Coronary arteriographie findings in cardiac transplant recipients
James F. Silverman, M.D.
Edward B. Stinson, M.D.
Charles P. Bieber, M.D.
Lewis Wexler, M.D.
Coronary arteriography is performed routinely on a yearly basis in cardiac transplant recipients at Stanford University Hospital. It is the only method available to determine the status of the coronary arteries in this unusual group of denervated, angina-free patients. Since coronary artery disease is a leading cause of late death in cardiac transplant recipients, the coronary arteriograms have become important diagnostic and prognostic tests.

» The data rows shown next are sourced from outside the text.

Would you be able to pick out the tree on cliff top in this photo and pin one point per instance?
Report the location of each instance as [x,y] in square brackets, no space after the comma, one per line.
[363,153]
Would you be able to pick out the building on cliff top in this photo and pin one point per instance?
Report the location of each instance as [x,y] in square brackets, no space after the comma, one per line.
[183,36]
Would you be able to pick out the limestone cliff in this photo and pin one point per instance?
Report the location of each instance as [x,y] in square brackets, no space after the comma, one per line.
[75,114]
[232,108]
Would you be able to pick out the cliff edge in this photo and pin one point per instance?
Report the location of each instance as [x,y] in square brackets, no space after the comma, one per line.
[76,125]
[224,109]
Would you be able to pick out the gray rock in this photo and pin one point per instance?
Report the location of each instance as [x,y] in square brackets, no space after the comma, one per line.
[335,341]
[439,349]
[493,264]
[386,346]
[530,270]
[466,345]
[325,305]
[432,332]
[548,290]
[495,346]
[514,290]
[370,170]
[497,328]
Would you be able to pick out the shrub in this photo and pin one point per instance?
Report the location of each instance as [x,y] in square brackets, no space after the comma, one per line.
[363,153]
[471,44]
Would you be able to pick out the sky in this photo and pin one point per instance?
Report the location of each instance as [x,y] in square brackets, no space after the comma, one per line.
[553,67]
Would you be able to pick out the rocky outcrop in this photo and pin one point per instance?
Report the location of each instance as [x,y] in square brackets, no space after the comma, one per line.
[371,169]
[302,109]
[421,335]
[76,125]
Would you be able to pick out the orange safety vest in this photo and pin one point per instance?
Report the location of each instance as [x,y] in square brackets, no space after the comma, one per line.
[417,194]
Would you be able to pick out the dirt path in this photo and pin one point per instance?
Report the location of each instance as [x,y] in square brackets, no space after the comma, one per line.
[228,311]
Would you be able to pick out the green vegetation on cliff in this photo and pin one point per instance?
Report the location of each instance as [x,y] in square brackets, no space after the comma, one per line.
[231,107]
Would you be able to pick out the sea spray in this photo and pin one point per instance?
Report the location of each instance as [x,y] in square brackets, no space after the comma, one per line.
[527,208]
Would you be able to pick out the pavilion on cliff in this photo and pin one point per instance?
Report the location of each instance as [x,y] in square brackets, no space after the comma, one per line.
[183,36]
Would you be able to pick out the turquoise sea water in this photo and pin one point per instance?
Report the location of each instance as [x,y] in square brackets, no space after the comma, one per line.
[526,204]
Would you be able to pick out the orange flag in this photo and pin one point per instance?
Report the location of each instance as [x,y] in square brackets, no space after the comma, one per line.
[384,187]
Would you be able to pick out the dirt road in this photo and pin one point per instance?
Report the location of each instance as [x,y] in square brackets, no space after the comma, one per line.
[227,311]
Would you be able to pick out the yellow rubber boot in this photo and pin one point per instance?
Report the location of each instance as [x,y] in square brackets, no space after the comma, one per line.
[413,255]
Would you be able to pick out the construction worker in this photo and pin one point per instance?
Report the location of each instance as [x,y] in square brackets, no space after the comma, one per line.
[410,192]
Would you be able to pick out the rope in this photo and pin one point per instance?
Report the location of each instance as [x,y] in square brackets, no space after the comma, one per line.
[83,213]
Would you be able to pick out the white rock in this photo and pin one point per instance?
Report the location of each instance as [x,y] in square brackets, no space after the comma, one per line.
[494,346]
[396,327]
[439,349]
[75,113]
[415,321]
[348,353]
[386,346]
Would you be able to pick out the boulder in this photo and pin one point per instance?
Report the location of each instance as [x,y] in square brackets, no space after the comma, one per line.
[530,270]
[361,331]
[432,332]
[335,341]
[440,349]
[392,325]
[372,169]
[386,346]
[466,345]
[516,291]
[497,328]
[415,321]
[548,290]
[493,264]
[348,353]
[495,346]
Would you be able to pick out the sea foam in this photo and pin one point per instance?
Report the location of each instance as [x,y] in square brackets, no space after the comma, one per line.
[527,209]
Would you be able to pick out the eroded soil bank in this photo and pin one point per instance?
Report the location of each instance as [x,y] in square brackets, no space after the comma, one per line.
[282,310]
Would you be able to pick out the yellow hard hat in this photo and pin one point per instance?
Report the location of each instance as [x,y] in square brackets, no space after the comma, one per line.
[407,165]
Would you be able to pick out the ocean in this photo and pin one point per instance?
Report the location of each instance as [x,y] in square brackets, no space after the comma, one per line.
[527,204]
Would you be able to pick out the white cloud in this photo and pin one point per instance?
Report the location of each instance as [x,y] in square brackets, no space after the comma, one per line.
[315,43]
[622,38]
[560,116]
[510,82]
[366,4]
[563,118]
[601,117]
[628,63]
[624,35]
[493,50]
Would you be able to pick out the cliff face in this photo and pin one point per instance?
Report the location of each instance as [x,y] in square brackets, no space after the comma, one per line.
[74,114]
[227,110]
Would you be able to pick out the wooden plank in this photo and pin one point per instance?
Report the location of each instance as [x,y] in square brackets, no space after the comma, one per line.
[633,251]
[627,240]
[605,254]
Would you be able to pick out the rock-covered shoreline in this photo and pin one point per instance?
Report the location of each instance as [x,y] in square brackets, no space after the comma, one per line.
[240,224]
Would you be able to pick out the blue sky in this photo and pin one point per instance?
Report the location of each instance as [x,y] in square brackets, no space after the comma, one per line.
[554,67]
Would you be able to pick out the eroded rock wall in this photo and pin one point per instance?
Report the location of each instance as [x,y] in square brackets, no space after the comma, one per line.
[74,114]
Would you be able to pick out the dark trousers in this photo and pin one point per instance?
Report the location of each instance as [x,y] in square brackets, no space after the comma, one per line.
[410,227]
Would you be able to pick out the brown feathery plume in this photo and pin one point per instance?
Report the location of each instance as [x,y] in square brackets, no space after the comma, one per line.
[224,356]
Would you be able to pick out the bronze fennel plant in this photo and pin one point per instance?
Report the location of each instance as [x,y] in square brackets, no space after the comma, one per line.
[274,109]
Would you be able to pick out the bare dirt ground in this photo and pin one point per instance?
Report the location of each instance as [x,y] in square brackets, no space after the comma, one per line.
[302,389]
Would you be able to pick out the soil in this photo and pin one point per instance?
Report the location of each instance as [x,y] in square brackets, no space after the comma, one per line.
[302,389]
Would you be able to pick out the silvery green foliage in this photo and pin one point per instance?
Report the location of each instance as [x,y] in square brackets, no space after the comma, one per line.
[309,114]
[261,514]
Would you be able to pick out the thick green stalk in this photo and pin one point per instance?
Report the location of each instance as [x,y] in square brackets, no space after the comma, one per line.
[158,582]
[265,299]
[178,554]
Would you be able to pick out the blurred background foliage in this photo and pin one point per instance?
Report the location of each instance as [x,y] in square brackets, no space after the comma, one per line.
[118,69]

As of 1979, 174 cardiac transplants have been performed in 161 patients. The number per year has increased steadily from 10 to 15 in earlier years to 31 in 1978. This increase is due in part to the availability of donor hearts. Hearts can be removed and cooled in one city and then transported to Stanford by air for insertion in an appropriate recipient. In this group of 161 patients, there were 74 one-year survivors (91% rehabilitated) and 67 are still alive (one week to 9 years). The current one-year survival rate is 65%; 50% survive for 5 years.

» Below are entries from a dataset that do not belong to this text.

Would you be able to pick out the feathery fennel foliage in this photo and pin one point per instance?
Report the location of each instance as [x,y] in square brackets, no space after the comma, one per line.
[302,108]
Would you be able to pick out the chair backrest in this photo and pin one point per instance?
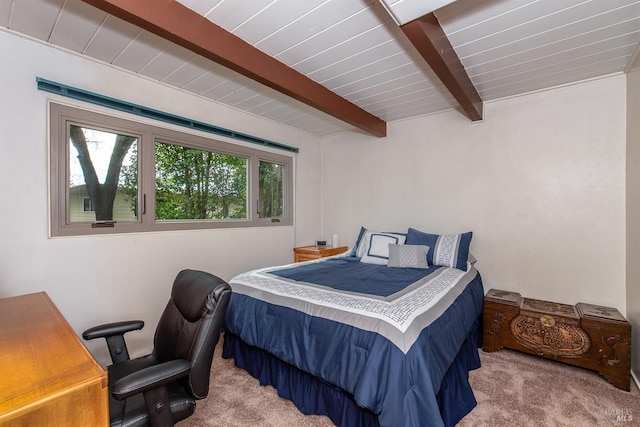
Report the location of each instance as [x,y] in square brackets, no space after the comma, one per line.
[189,327]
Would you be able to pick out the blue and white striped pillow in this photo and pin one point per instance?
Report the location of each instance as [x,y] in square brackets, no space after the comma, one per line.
[447,250]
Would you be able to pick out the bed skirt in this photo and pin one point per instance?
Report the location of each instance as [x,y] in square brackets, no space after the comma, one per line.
[313,396]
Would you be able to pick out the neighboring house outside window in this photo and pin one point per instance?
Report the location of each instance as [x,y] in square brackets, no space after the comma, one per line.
[112,175]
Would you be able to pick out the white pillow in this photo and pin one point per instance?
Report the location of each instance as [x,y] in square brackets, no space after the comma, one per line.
[374,246]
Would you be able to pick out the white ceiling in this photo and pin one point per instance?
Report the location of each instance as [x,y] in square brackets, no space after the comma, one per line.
[354,48]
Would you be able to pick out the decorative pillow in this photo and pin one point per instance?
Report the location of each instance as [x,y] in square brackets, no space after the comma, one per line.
[354,250]
[410,256]
[447,250]
[374,246]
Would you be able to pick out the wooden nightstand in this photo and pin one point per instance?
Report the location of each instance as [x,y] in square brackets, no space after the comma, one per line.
[307,253]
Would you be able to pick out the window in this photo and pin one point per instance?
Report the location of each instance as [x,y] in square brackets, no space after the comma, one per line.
[111,175]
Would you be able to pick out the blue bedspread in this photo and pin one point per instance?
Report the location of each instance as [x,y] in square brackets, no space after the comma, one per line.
[371,339]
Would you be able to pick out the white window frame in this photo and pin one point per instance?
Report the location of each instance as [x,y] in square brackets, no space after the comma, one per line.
[61,116]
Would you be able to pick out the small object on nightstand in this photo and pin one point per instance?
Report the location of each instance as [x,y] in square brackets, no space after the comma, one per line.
[308,253]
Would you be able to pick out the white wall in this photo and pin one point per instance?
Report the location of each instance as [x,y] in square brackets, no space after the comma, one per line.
[541,183]
[118,277]
[633,215]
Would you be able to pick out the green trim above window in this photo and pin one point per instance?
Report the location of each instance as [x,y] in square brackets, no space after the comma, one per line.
[128,107]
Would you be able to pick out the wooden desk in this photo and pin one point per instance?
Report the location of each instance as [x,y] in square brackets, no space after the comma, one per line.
[47,376]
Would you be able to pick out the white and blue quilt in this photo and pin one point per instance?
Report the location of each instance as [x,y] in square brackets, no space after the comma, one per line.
[384,335]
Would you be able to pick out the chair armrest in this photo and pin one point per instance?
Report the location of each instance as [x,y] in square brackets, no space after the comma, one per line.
[111,329]
[114,334]
[149,378]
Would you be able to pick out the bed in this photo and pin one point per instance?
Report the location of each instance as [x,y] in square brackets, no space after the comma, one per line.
[359,341]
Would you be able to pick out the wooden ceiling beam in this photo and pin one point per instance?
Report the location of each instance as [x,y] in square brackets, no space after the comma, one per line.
[175,22]
[432,43]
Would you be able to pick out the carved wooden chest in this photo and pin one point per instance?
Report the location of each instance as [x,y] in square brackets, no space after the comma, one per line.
[585,335]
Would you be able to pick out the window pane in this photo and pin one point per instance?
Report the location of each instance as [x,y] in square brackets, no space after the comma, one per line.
[103,176]
[194,184]
[271,188]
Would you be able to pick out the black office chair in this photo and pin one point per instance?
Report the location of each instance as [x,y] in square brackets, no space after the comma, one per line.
[161,388]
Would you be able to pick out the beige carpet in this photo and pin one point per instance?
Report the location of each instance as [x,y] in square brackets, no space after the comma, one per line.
[512,389]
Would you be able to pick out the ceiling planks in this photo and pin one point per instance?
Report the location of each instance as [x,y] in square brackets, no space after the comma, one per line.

There were 178 coronary arteriograms performed in patients surviving at least one year. Seventy-one patients had 127 normal studies and 18 patients had a total of 51 abnormal studies with findings of coronary artery disease. In the latter group, seven arteriograms were abnormal at the first study; 11 were normal initially, but later became abnormal: seven in the second, three in the third, and one in the fourth year. Evaluation of this 18-patient cohort yielded the following correlations with accelerated coronary artery disease.
Factors not affecting were . . .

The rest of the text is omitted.